Databricks Community

Henrik_ · ‎09-02-2024

On a spark dataframe, is there any smart way to set the order of a categorical feature explicitly, equivalent to Categorical(ordered=list) in Pandas? The use case here is a dashboard in Databricks, and I want the bars to be arranged in certain order.

holly · ‎09-03-2024

Hi there, you can use a map function. Create a map with the creatively named create_map, and then sort by the values in the map.

The code will look sooooomething like this (although not tested this to take it as pseudo code)

from pyspark.sql.functions import create_map, lit, col

categories=['small', 'medium', 'large', 'xlarge']

map = create_map([val for (i, category_col) in enumerate(categories) for val in (category_col, lit(i))])#gives <'map(small, 0, medium, 1, large, 2, xlarge, 3)'> display(df.orderBy(map[col('category_col')]))

Henrik_ · ‎09-03-2024

Thanks! One question, this code will order the whole dataframe based on the logic from create_map. However, I want to put on several figures, all with their own sorting logic, on display in a dashboard. I don' think this method will work for that use-case?

holly · ‎09-04-2024

Ah, I think I see. Let's say your dataset has category_col1 with {S, M, L, XL} values, then category_col2 with {XS, S M} and you want to sort the data by category_col1 and category_col2.

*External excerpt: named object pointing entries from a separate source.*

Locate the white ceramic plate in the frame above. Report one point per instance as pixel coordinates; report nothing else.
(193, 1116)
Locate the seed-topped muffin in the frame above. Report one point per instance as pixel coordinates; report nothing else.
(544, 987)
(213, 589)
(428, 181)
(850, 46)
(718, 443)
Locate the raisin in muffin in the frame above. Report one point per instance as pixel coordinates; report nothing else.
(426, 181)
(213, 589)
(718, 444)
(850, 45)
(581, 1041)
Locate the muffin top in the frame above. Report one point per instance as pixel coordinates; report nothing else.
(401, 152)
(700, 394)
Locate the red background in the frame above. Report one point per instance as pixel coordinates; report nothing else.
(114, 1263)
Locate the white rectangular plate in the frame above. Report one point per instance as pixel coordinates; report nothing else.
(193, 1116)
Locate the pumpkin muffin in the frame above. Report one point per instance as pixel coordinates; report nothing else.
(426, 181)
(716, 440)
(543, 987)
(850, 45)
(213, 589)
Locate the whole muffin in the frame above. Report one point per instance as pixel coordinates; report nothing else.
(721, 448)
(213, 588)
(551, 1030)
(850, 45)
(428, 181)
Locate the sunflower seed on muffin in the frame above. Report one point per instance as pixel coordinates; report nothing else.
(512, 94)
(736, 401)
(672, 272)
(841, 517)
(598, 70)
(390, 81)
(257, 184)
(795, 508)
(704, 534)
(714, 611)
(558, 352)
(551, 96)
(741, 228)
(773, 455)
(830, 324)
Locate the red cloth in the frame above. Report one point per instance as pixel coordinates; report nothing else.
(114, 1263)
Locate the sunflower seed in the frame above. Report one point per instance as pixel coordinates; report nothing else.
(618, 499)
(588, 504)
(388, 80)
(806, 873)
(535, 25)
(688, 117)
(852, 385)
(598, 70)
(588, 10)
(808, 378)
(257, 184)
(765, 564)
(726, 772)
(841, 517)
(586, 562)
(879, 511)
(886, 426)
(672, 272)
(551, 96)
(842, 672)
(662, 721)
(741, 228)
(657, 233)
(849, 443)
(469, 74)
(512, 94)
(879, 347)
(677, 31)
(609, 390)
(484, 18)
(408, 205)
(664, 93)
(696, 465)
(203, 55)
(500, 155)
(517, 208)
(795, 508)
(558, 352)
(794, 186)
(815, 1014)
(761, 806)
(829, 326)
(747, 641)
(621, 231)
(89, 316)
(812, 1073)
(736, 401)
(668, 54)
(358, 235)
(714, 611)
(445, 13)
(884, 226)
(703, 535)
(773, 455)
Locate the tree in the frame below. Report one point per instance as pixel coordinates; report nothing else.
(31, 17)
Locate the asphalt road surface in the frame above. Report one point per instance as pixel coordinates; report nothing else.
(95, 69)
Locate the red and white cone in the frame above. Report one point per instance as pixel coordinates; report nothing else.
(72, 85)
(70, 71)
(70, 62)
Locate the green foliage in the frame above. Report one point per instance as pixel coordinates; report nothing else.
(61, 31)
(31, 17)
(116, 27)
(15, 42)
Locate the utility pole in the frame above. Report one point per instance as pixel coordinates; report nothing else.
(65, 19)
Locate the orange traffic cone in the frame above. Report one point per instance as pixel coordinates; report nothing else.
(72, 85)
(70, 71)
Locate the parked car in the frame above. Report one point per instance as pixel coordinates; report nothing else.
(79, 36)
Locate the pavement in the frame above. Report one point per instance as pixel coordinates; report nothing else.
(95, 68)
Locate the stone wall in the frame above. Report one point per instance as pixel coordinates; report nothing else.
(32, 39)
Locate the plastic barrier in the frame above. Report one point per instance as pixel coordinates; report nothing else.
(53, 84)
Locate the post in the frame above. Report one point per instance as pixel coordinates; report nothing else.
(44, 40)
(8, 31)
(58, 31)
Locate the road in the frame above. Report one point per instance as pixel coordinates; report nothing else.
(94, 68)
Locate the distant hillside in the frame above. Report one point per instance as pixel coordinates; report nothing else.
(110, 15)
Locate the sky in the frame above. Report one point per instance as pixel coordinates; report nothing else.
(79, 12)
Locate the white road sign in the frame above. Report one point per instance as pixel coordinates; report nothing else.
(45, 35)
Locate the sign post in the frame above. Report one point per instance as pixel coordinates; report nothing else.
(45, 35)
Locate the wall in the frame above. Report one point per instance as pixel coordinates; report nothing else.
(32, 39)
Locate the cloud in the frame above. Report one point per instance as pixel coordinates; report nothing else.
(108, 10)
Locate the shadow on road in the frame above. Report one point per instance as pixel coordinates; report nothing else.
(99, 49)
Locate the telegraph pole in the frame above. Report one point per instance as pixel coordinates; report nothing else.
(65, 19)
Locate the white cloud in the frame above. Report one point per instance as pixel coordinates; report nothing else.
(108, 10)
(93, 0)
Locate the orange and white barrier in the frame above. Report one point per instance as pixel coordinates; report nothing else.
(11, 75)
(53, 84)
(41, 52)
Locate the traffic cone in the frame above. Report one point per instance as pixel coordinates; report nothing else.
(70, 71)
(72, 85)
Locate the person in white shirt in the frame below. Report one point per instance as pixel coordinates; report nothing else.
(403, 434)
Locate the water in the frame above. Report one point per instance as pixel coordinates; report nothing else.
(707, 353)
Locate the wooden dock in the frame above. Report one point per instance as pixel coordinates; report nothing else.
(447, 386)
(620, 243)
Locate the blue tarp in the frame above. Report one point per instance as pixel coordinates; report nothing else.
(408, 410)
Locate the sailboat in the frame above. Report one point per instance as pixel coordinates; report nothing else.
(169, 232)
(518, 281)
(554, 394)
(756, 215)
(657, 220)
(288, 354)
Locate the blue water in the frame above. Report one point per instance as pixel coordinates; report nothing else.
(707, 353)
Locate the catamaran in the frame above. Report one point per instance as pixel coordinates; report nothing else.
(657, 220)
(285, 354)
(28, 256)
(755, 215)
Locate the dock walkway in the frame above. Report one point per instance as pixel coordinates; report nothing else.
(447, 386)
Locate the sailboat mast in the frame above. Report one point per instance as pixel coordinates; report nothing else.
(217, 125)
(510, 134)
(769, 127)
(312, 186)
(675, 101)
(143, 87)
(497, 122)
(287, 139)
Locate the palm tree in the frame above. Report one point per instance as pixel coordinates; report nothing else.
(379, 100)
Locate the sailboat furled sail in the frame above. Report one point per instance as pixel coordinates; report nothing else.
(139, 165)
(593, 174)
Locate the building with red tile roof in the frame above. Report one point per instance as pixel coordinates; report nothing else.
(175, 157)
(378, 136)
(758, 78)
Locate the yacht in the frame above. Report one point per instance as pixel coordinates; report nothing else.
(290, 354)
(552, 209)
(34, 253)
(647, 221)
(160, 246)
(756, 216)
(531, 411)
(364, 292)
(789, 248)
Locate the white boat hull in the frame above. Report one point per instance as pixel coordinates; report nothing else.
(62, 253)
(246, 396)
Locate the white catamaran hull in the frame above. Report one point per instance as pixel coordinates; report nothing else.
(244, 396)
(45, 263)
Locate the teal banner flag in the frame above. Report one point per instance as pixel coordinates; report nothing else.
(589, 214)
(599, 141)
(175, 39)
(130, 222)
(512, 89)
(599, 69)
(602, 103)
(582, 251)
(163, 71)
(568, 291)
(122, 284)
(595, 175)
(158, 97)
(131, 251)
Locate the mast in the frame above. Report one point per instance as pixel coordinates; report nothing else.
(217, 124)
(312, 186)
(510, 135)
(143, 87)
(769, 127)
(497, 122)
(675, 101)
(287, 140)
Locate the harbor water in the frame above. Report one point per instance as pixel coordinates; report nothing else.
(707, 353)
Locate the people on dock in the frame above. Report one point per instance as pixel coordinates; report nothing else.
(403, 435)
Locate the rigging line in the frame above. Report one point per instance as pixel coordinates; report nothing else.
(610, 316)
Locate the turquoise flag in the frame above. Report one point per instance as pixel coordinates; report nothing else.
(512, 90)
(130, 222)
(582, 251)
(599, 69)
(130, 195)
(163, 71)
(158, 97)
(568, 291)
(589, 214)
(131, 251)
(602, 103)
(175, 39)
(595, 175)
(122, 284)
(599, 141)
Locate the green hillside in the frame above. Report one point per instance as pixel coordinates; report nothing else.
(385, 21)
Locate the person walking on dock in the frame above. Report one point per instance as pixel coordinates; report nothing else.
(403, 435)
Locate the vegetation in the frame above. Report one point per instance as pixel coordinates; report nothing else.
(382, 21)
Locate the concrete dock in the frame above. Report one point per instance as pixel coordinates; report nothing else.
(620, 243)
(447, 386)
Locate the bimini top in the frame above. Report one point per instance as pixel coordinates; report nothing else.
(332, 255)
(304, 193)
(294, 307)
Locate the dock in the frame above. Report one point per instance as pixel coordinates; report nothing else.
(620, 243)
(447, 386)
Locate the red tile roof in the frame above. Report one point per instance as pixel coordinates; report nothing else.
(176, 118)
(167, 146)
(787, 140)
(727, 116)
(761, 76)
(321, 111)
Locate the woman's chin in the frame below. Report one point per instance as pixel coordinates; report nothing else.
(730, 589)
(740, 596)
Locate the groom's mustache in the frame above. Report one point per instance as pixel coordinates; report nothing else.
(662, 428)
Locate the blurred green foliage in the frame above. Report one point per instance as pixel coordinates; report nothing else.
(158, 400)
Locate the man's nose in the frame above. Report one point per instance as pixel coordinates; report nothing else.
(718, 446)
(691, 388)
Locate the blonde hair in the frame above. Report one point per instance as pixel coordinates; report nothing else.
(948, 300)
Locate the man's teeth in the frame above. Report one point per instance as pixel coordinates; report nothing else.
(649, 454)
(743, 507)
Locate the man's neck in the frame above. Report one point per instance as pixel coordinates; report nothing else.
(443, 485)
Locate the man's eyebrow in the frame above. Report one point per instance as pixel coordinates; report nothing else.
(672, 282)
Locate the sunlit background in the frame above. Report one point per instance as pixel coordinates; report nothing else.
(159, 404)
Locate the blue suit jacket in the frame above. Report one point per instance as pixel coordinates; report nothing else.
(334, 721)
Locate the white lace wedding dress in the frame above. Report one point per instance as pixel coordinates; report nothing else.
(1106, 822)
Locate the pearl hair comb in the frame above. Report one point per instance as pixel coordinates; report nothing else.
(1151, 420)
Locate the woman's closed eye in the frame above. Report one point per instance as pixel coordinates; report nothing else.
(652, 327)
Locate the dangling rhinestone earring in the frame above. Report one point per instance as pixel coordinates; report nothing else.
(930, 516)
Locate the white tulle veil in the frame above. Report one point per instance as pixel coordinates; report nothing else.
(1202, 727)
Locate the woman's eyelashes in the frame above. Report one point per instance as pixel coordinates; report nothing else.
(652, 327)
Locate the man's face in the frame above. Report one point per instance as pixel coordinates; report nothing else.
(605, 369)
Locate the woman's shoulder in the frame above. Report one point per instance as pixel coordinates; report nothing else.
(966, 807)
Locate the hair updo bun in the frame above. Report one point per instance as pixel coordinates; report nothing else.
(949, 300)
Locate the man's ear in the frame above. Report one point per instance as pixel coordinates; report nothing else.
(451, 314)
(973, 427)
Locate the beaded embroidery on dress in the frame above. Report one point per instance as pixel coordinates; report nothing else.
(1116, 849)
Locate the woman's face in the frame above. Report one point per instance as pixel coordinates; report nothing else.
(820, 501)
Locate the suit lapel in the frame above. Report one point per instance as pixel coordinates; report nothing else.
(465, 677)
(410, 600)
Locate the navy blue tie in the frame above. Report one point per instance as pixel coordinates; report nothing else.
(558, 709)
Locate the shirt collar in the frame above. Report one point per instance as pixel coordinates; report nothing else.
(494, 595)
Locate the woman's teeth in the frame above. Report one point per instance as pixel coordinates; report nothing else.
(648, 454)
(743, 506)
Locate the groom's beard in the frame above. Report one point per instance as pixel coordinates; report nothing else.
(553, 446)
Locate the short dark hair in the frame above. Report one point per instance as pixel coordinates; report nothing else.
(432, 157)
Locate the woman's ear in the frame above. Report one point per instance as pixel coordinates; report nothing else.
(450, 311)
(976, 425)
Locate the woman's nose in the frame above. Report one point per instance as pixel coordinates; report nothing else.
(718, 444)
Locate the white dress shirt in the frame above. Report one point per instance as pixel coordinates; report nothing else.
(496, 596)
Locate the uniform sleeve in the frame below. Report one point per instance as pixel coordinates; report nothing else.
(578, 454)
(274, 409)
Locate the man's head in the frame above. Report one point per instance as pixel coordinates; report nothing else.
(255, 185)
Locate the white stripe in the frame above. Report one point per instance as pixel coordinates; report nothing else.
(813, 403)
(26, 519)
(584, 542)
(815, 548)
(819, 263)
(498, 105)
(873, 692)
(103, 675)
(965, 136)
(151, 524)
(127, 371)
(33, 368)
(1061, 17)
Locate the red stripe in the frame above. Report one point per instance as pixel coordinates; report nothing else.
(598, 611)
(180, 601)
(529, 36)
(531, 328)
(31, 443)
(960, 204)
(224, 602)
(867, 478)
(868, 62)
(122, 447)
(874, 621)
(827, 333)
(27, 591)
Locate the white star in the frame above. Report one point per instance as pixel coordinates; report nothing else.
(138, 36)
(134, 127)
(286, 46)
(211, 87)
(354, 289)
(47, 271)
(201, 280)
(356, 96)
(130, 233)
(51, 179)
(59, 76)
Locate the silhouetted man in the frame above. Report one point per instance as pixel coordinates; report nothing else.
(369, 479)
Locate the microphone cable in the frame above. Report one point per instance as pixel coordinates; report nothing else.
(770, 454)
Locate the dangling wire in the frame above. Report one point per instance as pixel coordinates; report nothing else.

If you want to specify the order for the user, you can duplicate the create_map step with and make map_1 and map_2 and then order by two columns. You can do this as part of your pipeline and save the results to your table so it's not only available as part of the dataframe.

BUT

If you want the end user to be able to sort the end Databricks visualisation / table by clicking values that's something we don't have at the moment. I think it's a sensible ask so I'll raise this with our BI team.